By this overly simplistic definition you would count infertile cats as non-cats. You also completely lose the ability to differentiate the species of non-sexually reproducing organisms. And then there's the insanity that is hybridization. Is a mule a horse or a donkey? They can occasionally reproduce with either of them.

this is not the point at all... yes it was an overly simplistic way to explain how you're using the fallacy wrong. You still used it wrong.

In just the same way with economic systems. Workers in different societies and periods exercise different levels of control (which is the underlying meaning of ownership) on the means of production, it's not black and white. It can be very roughly defined as (workers control over the state) * (relative assets of state-controlled enterprises) + (relative assets of co-ops or other directly worker-owned enterprises).
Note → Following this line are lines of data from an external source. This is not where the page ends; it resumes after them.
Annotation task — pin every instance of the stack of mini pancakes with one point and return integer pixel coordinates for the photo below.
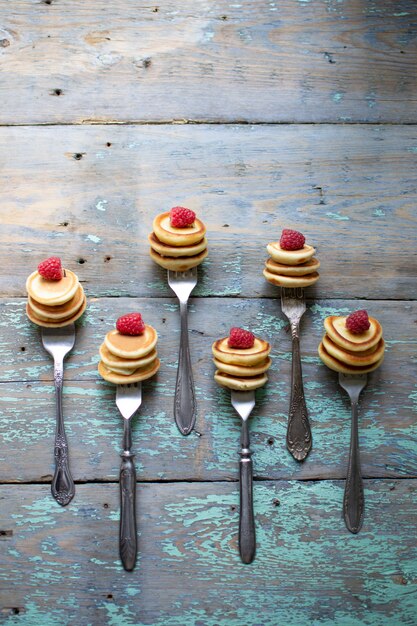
(177, 249)
(350, 353)
(291, 268)
(128, 358)
(241, 368)
(55, 303)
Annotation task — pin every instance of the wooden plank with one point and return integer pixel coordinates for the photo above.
(61, 565)
(388, 433)
(351, 189)
(261, 62)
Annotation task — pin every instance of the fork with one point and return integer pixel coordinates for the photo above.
(293, 305)
(182, 284)
(58, 342)
(243, 402)
(353, 499)
(128, 400)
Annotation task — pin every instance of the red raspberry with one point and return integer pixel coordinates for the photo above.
(131, 324)
(358, 322)
(240, 338)
(51, 268)
(291, 239)
(181, 217)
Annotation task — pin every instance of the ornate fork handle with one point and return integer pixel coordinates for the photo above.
(62, 488)
(298, 431)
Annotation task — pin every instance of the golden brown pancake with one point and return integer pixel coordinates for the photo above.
(56, 324)
(361, 359)
(290, 257)
(336, 329)
(302, 269)
(59, 311)
(245, 357)
(177, 236)
(175, 251)
(339, 366)
(178, 264)
(241, 371)
(291, 281)
(241, 384)
(131, 346)
(142, 373)
(52, 292)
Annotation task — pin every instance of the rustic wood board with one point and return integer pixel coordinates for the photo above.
(351, 189)
(388, 406)
(287, 61)
(61, 565)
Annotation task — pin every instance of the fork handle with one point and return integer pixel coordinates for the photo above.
(298, 431)
(353, 500)
(184, 402)
(127, 531)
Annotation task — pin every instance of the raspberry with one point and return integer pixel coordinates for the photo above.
(291, 239)
(51, 268)
(181, 217)
(131, 324)
(358, 322)
(240, 338)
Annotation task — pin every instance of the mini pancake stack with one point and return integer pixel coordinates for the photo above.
(351, 352)
(174, 247)
(292, 262)
(241, 368)
(126, 357)
(55, 297)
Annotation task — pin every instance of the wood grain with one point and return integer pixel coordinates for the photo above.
(288, 61)
(388, 433)
(350, 189)
(62, 566)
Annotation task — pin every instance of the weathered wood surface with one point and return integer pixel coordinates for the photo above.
(61, 566)
(287, 61)
(351, 189)
(388, 425)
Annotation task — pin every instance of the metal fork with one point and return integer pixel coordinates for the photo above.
(298, 432)
(128, 400)
(58, 342)
(182, 284)
(353, 499)
(243, 402)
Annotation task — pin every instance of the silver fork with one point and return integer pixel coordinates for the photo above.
(58, 342)
(243, 402)
(353, 499)
(182, 284)
(128, 400)
(298, 432)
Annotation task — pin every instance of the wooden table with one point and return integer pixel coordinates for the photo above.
(259, 116)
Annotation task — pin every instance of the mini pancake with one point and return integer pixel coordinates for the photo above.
(243, 357)
(336, 329)
(310, 266)
(111, 361)
(52, 292)
(174, 251)
(240, 371)
(241, 384)
(361, 359)
(178, 264)
(131, 346)
(290, 257)
(291, 281)
(142, 373)
(338, 366)
(59, 311)
(48, 324)
(177, 236)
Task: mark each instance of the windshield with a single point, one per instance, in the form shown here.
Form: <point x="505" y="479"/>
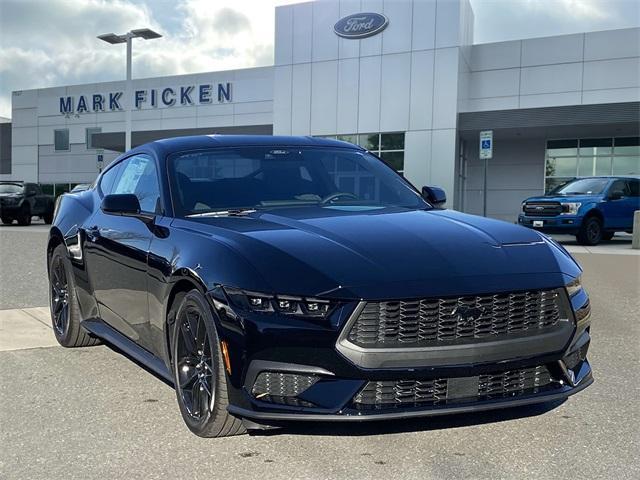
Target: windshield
<point x="584" y="186"/>
<point x="10" y="188"/>
<point x="268" y="177"/>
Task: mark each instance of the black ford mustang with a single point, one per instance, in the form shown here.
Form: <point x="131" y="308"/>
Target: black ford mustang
<point x="284" y="278"/>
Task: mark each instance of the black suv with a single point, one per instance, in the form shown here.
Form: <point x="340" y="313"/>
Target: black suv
<point x="21" y="201"/>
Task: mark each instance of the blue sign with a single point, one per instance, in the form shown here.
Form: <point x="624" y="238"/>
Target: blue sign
<point x="360" y="25"/>
<point x="167" y="97"/>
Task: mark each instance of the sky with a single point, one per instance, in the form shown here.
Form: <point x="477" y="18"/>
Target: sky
<point x="46" y="43"/>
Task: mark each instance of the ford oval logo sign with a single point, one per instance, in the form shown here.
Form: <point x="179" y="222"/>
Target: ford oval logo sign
<point x="360" y="25"/>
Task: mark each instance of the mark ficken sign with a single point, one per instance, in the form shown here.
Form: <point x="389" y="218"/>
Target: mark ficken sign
<point x="203" y="94"/>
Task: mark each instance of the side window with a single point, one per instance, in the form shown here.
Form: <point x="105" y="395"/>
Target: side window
<point x="139" y="176"/>
<point x="619" y="186"/>
<point x="108" y="178"/>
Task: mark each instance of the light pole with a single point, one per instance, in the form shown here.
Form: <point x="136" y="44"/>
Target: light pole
<point x="127" y="38"/>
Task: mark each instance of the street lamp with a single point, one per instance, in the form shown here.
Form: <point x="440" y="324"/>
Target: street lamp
<point x="127" y="38"/>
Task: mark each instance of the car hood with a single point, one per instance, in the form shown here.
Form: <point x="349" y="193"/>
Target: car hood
<point x="387" y="252"/>
<point x="565" y="198"/>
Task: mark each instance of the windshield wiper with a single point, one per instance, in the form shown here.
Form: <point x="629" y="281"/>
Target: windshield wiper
<point x="232" y="212"/>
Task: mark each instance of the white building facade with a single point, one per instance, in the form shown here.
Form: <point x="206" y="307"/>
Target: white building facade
<point x="411" y="87"/>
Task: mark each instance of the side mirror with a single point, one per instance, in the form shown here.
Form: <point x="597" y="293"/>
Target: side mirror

There is of course a lot more nuances to be discussed, such as the exact distribution of control between different subclasses of workers, or the social hierarchies arising from the structures of control.

no it cannot because it's referring to whether or not the workers control them and on a societal scale this is a binary flip, at some point the workers are more in control than the bourgoeis and at that point it is socialism and at any point before it is not.

[–] balsoft@lemmy.ml 1 points 1 month ago* (last edited 1 month ago) (1 children)

no it cannot because it’s referring to whether or not the workers control them and on a societal scale this is a binary flip, at some point the workers are more in control than the bourgoeis and at that point it is socialism and at any point before it is not.

Aha, so you do agree that different societies have different levels of control the working class and the bourgeois have over production, but you seem to be convinced that if that "relative level of proletarian control" is below 50% the state is fully capitalist, and otherwise the state is fully socialist. Why do you think this definition is more useful than the obvious one, where we retain the scale instead of quantizing it into a binary form?

This question is especially relevant because you also seem to believe that there currently aren't any "socialist" countries by your definition. By retaining the spectrum, we can then make analytical statements like "China is more socialist than the US".

marxism does not define socialism as “more worker influence than before” but as an actual change in the relations of production. really the decisive question is which class controls surplus and exists and continues itself as a ruling class.

the binary is not 50 percent versus 49 percent. it is whether bourgeois property relations have been superseded.